Wednesday, November 28, 2012

Dining to diapers: When romance turns to sacrifice

Society prospers most when its institutions adapts to the strengths and weaknesses of human nature as they really exists. When society is no longer structured to maximize its strengths and compensate for its weaknesses, then the first things that take a hit are relationships and marriages.

Take for instance the falling-in-love process. Hollywood and the music industry do a fine job at glorifying the initial phases of love and sexual attraction. But it does little in giving due attention to the unromantic acts of sacrifices that are needed to sustain that love when the demands of marriage are imposed.

Indeed, the very actors and musical artists who either portray the beginnings of love in movies or sing about them in songs are, themselves, involved in short lived relationships. Infidelity and divorce are astronomically high in the Hollywood subculture. Perhaps this is why Hollywood’s ill-adapted lifestyle to human nature produces just as many casualties as it does stars. Burnout and stardom are virtually an inseparable phenomenon there.

Unfortunately, the entertainment industry has an influence on the expectations couples have on what true love really is. There are many couples who go into a marriage unprepared for the natural evolution or growth that love- the forever kind of love –naturally involves. In the early years of marriage, the opportunities to court one another abound. To go for river walks, to dine frequently and to spend that quality time together are the benefits newlyweds enjoy. This is when the rewards of love are immediate and its demands are minimal.

Another perk is this: Dr. John Gray, author of Men are from Mars and Women are from Venus, said that God gives every couple enough hormones too sustain a strong attraction to each for about three to four years. This is a current of romantic and sexual attraction that carries a couple through the beginnings of love. After that, love has to be an act of the will and must become sacrificial.

The mistake couples often make is that they use this beginning phase of love as the golden standard by which they measure their marriage in the later years. When a marriage turns into a family, and children are added to the mix, chores and sacrifices increase. The romantic sparkle of marital love therefore takes a back seat to its more sacrificial form. It is at this juncture when couples miss the good old days of dining and romance. The temptation comes in when they become alarmed at the contrast.

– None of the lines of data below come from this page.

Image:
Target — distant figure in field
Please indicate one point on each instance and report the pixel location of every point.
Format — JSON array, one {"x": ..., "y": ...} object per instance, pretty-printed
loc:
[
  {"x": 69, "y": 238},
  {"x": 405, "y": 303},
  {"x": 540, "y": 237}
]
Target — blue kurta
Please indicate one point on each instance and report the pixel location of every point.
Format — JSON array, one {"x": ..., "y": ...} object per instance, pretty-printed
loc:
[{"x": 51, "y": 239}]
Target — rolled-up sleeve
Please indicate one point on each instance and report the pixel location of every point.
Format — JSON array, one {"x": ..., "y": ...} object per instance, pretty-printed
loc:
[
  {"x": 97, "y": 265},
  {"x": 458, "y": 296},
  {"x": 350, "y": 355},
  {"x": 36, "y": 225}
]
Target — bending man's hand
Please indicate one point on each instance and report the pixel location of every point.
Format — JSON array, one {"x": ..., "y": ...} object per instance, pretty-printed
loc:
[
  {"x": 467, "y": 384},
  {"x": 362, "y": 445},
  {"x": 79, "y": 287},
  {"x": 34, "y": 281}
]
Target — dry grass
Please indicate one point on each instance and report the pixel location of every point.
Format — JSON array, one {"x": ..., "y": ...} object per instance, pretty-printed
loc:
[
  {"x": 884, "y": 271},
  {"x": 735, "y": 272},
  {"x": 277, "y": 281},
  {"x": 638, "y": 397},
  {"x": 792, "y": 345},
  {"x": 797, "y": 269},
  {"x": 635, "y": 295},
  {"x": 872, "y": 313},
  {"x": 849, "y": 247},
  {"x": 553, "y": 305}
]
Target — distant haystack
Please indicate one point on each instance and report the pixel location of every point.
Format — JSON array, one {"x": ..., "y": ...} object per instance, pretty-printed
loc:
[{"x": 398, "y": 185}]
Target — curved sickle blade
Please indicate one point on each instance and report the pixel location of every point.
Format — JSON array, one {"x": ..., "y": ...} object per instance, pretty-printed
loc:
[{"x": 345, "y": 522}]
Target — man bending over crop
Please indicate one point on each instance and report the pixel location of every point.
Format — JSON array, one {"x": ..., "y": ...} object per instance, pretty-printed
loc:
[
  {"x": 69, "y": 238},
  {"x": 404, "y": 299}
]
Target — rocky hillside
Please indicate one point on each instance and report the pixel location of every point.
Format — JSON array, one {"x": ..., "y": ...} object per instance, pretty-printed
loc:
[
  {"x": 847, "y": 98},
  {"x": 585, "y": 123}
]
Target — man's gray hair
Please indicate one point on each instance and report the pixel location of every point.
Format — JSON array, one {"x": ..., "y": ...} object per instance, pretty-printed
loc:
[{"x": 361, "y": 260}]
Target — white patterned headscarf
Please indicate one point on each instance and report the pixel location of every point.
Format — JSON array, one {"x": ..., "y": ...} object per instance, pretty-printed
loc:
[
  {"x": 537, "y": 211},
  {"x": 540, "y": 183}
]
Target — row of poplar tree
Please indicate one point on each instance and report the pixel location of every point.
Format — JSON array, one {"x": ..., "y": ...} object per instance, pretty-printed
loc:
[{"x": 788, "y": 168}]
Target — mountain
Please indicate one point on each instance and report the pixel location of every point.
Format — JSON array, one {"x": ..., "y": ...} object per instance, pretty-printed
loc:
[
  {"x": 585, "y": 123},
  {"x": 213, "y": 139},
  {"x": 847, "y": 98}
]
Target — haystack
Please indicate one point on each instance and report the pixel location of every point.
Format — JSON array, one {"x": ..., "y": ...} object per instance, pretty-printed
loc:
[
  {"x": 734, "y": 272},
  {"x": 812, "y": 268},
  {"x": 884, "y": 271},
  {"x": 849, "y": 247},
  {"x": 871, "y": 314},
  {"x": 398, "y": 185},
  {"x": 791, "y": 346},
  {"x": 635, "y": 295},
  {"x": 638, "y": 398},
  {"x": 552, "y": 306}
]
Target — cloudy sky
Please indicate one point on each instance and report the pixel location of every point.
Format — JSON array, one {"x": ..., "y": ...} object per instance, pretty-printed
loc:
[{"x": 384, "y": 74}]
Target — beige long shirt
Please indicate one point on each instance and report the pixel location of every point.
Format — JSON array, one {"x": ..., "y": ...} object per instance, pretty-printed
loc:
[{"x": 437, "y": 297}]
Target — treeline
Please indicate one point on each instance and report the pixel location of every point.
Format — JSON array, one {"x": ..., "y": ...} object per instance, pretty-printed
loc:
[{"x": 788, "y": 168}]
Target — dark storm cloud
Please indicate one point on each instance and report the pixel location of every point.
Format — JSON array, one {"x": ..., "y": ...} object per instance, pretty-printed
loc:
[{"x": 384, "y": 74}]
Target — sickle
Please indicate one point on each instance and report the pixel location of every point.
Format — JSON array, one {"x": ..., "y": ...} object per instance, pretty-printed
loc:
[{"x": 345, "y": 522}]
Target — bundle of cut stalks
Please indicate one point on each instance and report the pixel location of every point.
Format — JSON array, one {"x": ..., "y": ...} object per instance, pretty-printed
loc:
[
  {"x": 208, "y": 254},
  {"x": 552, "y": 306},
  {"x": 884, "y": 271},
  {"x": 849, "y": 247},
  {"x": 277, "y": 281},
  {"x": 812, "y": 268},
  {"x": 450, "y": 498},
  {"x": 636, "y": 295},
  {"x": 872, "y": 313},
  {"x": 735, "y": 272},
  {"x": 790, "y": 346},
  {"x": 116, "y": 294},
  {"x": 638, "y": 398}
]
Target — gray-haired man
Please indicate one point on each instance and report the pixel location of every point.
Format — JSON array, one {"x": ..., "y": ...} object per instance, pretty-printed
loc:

Some spouses count it a defect when they consider that the feelings of love are not what they were. After all, they do not spend as much time together. Instead of the husband taking his wife out to a movie, he is getting up at 3am to change the diapers of his crying child so his wife could get some sleep. Love, in this case, is far from being in a crisis. It has actually matured. And as love matures, its sparkle and perks do not come with ease. Married couples have to work- really work -at courting one another between all of their parenting duties.

However, in a good number of cases, disenchantment comes with this phase of growth. Why? Because love, quiet often, becomes stronger when it is least felt! It is then that it becomes an act of the will; one of self-denial and sacrifice. But the constant theme of “falling-in-love” played out in television shows, movies and songs would suggest to the consumer that when the thrill of love is gone, then true love no longer exists. Yet, the opposite is true. It may be that love is just becoming more selfless.

Just as individual happiness depends on the forgetfulness of self, so too do married couples need to unite around a common objective outside of themselves. And that common objective is raising children. But with more children there are hazards that spouses will stop courting one another. With this, buying flowers, dining and sexual intimacy can just become just another chore. For this reason, married couples wince at having more than one child. However, there is no study, that I am aware of, which suggests that couples with no or few children fare any better in terms of happiness than couples with many children. In fact, from all of the studies that I have read, the opposite is true.

The caution I wish to draw your attention to is this: The first three to five years of marriage is not the best standard by which to measure your subsequent years to. It may serve as content for nostalgia but the pleasantries of love’s beginning are not the things that make for the best kind of love. They certainly may be needed from time to time. Every couple needs reminding that they are first husband and wife before they are mother and father. Nevertheless, spousal love is perfected by the selflessness of parental love because the rewards of the latter are not immediate. More often than not, it is later in life when the married couple will reap the fruits of parenting. It is then that they will see that their labor was not in vain.